A.  I’m not bothered by any of this because it’s often motivated by profits. But there are an awful lot of folks in industry who want an exception. And some of those exceptions are appropriate, but some of them you have to be amused and laugh at. As it relates to Wall Street directly, they tend to want less transparency because that helps their profits and their revenues. 
Because Wall Street wants less transparency, it is the government's responsibility to make sure that disclosure always adheres to the gold standard.
Q.  How would you describe the response you’ve received from industry lobbyists? 
A.  It’s professional. It’s active. We’ve had about 475 meetings in five months. And since the lobbyists haven’t found us on the weekends (usually), you can do the arithmetic. It’s quite a bit. 
I will say this: In America, large institutions have a great deal more resources than the investor advocates. If you looked at those 475 meetings — and we’re posting every one of them on our Web site — 90-plus percent are probably larger institutions or corporations. 
Given that the government is responsible for insuring that derivatives meets the gold standard for disclosure, why would investors or their advocates lobby?

Developing disclosure regulations is not a balancing act based on how many meetings take place with advocates of more or less transparency.
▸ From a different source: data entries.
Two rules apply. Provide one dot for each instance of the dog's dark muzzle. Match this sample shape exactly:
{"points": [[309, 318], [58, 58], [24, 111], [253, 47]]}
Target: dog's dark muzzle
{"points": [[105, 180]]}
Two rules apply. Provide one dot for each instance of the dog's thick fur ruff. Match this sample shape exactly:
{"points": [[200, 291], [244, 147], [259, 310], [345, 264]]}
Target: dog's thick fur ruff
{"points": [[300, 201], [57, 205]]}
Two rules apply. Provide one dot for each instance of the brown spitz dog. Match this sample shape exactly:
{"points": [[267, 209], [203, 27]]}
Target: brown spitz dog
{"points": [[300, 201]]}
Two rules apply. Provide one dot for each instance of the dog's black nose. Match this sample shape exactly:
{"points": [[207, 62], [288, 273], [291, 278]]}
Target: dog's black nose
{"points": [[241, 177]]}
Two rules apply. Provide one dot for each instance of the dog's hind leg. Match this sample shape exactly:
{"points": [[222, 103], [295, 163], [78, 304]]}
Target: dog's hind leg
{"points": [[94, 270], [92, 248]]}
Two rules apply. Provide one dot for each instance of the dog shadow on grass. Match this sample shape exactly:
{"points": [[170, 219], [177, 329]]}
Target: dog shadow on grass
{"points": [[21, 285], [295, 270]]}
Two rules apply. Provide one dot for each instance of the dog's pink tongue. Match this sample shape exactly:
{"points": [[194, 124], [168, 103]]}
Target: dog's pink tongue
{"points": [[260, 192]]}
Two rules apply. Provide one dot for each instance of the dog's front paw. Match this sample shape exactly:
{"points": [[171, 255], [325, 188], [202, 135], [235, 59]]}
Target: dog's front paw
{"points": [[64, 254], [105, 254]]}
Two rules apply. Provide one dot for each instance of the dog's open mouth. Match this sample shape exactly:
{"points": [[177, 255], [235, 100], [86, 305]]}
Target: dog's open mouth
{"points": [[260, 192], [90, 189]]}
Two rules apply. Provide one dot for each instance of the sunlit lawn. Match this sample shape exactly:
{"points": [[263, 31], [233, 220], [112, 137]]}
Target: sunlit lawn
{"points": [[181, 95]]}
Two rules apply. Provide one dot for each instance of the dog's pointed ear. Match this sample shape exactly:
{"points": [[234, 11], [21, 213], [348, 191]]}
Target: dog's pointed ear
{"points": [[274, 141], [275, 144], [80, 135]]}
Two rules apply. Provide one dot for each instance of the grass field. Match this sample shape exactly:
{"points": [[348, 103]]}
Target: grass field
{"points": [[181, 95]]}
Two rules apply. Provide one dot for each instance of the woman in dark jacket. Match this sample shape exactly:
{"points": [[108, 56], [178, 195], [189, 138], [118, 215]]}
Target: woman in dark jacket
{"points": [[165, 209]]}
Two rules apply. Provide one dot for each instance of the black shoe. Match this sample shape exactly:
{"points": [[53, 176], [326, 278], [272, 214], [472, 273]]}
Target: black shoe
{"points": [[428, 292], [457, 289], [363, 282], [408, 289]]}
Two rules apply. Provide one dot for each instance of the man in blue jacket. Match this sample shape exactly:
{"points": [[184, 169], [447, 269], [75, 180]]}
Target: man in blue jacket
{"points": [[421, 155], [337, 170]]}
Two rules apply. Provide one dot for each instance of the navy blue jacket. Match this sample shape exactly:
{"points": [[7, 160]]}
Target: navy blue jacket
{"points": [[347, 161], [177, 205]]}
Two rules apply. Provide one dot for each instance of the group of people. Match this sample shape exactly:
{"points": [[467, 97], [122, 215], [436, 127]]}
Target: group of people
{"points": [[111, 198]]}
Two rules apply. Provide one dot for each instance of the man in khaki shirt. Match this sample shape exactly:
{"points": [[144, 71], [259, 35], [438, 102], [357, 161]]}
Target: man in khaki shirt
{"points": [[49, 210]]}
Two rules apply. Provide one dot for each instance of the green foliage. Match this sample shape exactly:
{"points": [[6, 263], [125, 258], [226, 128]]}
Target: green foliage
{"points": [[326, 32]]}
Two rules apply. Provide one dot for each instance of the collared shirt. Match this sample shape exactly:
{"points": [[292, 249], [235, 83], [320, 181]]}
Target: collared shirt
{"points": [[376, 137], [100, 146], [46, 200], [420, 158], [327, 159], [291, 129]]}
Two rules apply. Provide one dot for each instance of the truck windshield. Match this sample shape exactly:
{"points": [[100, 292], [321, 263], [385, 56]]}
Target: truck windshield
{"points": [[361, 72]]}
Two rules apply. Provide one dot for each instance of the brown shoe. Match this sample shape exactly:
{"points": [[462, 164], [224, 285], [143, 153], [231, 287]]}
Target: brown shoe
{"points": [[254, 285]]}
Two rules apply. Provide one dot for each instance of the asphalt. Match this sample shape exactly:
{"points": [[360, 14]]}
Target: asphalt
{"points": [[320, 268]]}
It is the fundamental obligation of the government to insure that all useful, relevant information is made available in an appropriate, timely manner to all market participants.  The obligation and standard are not negotiable.
Q.  Can your staff handle the load? 
A.  This agency, just this past year, got back to the size it was in 1999. We think we need about 400 more people — even though we’re taking on markets that are seven times the size of what we currently regulate and far more complicated. So we’re going to continue to make the case. Even though our great nation has a very large deficit, this is the best investment for taxpayer money.
Your humble blogger would like to offer up again the relevant yearly cost/benefit analysis.

The direct cost of providing current data for each derivative might be as high as five basis points (five one hundredths of one percent) times the notional value of the derivative.  For the $600 trillion derivative market, this works out to an annual cost of $300 billion.

The benefit of providing current data for each derivative is that it contributes to the prevention of a repeat of the recent financial crisis.  Preventing a repeat of the recent financial crisis would save a lot of money.

As discussed by the Bank of England's Andrew Haldane, the cost of the recent financial crisis, which occurred because there was not the gold standard for disclosure in all areas of the global financial markets, is measured in the trillions.  This cost includes losses on opaque, toxic securities as well as broader costs like unemployment, business failures and reduced government services. [for example, the discussion over the budget in the US at the national and state levels]
Q.  Republicans have said that the C.F.T.C. is moving too fast in developing regulations. Are they right? 
A.  I think we have to remember there was a great financial crisis in 2008. Every American was affected — millions of Americans are out of work, millions of Americans have homes that are worth less than their mortgages. Derivatives played a role in that.

Q.  Does it ever get overwhelming? 
A.... But we have the task that the American public expects us to do: to lower risk and promote transparency....
Q.  Why leave a profitable career to come to Washington? 
A.  I think what government does makes a difference. 
Your humble blogger is hoping that Mr. Gensler and his staff really do believe that Washington does make a difference.  Particularly when it actually recognizes its responsibility for and promulgates regulations insuring that all useful, relevant information is made available in an appropriate, timely manner to all market participants.